Autor: Brian Azzarello
Zeichner: J. G. Jones
Colorist: Alex Sinclair, Tony Avina, Lee Loughridge


Story:
Trotz seiner stellenweise harten Vorgehensweise ist der Superheld Comedian auch bei den Reichen und Mächtigen beliebt. So ist er mit Präsident Kennedy und dessen Familie befreundet und scheut sich auch nicht davor, für sie die schmutzige Arbeit zu erledigen. Doch nach JFKs Ermordung wird der Comedian nach Vietnam geschickt. Ein Wendepunkt nicht nur für Amerika selber.

Dieser Comic wurde mit dem Splash-Hit ausgezeichnet Meinung:
Der Comedian hatte in der ursprünglichen Graphic Novel Watchmen nur eine Nebenrolle, stand aber dennoch in deren Zentrum. Schließlich drehte sich vieles um ihn. Abgesehen davon, dass er die eigentliche Handlung durch seine Ermordung in das Rollen gebracht hatte. Nein, sein Charakter lag wie ein Schatten über der gesamten Story. Nicht nur versuchten seine ehemaligen Kameraden den Täter zu finden, sondern vor allem auch das Motiv. Somit war der Comedian der Stein, der alles ins Rollen brachte. Wie schon so oft. Denn der kontroverse Charakter war eher einem Schurken zugehörig und sorgte auch dafür, dass die einstige Superheldengruppe zerbrach. Wie auch die Minutemen, die schon von Darwyn Cooke geschildert wurden und in denen der Comedian eine zentrale Rolle gespielt hatte.

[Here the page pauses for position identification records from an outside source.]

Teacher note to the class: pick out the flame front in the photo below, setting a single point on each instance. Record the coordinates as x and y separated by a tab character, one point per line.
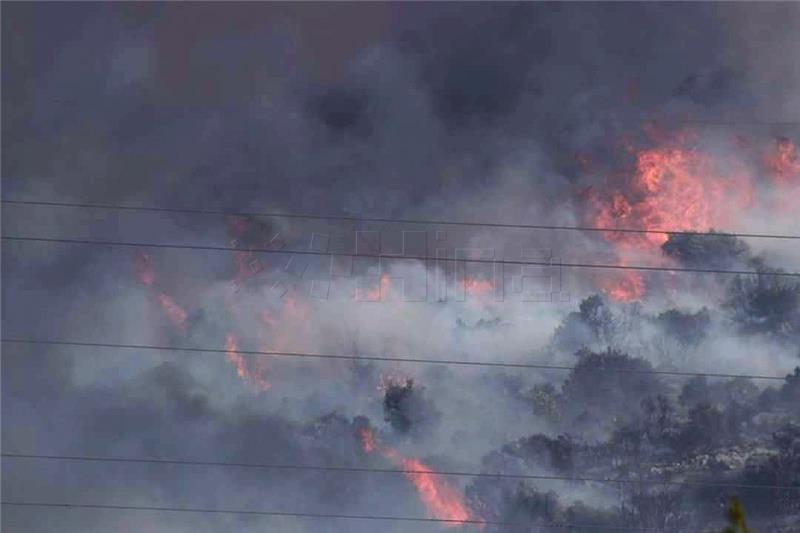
674	186
783	162
440	499
144	272
254	377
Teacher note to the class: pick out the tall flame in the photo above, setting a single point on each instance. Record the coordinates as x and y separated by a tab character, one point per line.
255	377
673	186
441	500
376	294
144	272
783	162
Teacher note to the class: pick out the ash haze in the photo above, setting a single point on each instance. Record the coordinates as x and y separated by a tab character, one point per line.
654	116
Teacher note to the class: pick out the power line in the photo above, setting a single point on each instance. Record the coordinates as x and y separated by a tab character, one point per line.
354	357
560	264
353	469
470	521
385	220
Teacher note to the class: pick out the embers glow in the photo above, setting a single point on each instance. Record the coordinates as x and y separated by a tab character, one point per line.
440	499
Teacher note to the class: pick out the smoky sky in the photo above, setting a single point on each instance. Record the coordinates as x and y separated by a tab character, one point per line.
448	111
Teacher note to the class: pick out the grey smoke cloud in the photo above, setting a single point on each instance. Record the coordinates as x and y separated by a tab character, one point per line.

Obwohl er auch bei den Minutemen doch immer wieder auftrat und eher nebenbei sein Unwesen trieb, so  war es doch gerade diese Phantomeigenart, die ihn ganz zentral werden ließ. Zentral und deutlich, aber doch ungreifbar blieb auch sein Charakter. Sowohl in den Watchmen als auch in den Minutemen. So paradox das jetzt auch klingen mag. Aber gerade darin besteht sein Charakter. Wie sollte man ihn nun einordnen? Ist er gut? Oder böse?

Viel Spielraum also für ein Prequel und diesmal nimmt sich Brian Azzarello des Charakters an. Mit Rorschach hat Azzarello zwar erst kürzlich etwas enttäuscht, aber diesmal ist ein großer Wurf gelungen. Denn der Comedian ist in seiner charakterlichen Unfassbarkeit eine Personifizierung des zerrissenen Amerikas. Schon Alan Moore hatte ihn als eine Art Joker auf der Seite der Guten konzipiert und wollte ihn zunächst auch optisch dem Batman-Schurken angleichen. Gut, das er es nicht getan hat, denn so gewinnt der Held schon durch die Kleidung (Leder) die Ambivalenz eines Anti-Helden und  konnte ihn schon rein optisch zu beiden konträren Seiten zugehörig erscheinen lassen.

Es ist ein Glücksgriff, das Azzarello seine Story in den 1960ern spielen lässt, denn wohl kaum ein Jahrzehnt zeigte die gesellschaftlichen Lügen der amerikanischen Gesellschaft so deutlich auf. Da war durchaus noch die heile Welt nach dem Zweiten Weltkrieg und das Apfelkuchenamerika zu finden. Gut und böse war klar definiert und man fühlte sich auf der Höhe der Macht, nachdem knapp 20 Jahre zuvor der Zweite Weltkrieg gewonnen war. Aber es war auch das Zeitalter des beginnenden Vietnamkriegs und der Rassenunruhen. Ein Jahrzehnt bei dem alle unterschwelligen Spannungen hervorbrachen und Illusionen zerstört wurden. Mit JFK war ein Präsident an der Macht, der das Spiel mit dem öffentlichen Bild perfekt beherrschte und hinter dem doch vieles im Argen lag. So war JFK zeit seines Lebens schwer krank, nicht gerade entschlussfreudig und ein notorischer Schürzenjäger. Nach außen war JFK ein Heilsbringer und hinter den Kulissen ein extrem verstörter Charakter (der später noch durch Nixon übertroffen wurde). Insofern war er eine genaue Verkörperung der damaligen USA.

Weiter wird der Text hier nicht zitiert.